Zeb Larson reviews Airboy #2…
Are the drugs wearing off, or just kicking in? After a night of debauchery, James and Greg have a hell of a hangover in the form of 1940s comic book character Airboy. The aviation hero is curious to learn what the future has to offer. Hey, you try denying a reality you’ve already altered.
What happens when a book that you like takes a weird, offensive turn? In this issue of Airboy, some interesting and funny material is undone by some offensive jokes. Robinson and Hinkle try to understand their charge, even if they’re mostly convinced they’re in the middle of a very bad trip. It’s no trip, though, and Airboy isn’t too happy with the world of the second millennium. This leads to an unfortunate aspect of this issue involving transmisogyny, which I will discuss a bit below. I will be discussing spoilers in this review, so consider yourself forewarned.
Hinkle and Robinson take off running (genitals swinging as they take off down the street) when they see Airboy, but he catches up to them. They manage to convince themselves that he’s some kind of hallucination, but he’s having the same worries in a world much drabber than the one he left. After some really convoluted double talk, they finally crack and tell him he’s from a comic book.

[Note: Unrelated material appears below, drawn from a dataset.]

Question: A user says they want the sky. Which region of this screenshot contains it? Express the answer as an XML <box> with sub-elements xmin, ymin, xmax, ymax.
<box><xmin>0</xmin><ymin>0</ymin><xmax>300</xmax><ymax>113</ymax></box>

After wandering through Dolores Park and introducing him to “brownies,” they wind up in a drag queen bar. Some of Robinson’s neuroses are aired, blowjobs are had, and Airboy has finally had enough. Calling them both degenerates, they suddenly wind up on a war-torn street somewhere in Europe as Airboy takes them to his home.
I wish I could spend this review talking about the things I like with this book. Much of the humor from Issue #1 is still here. I love the man-out-of-time concept being delved into here, at least when it verges on Airboy’s social attitudes which are wholly out of place in contemporary society. And Greg Hinkle’s art is great, and I love contrasting the 21st century look with the 20th Century Golden Age aesthetic.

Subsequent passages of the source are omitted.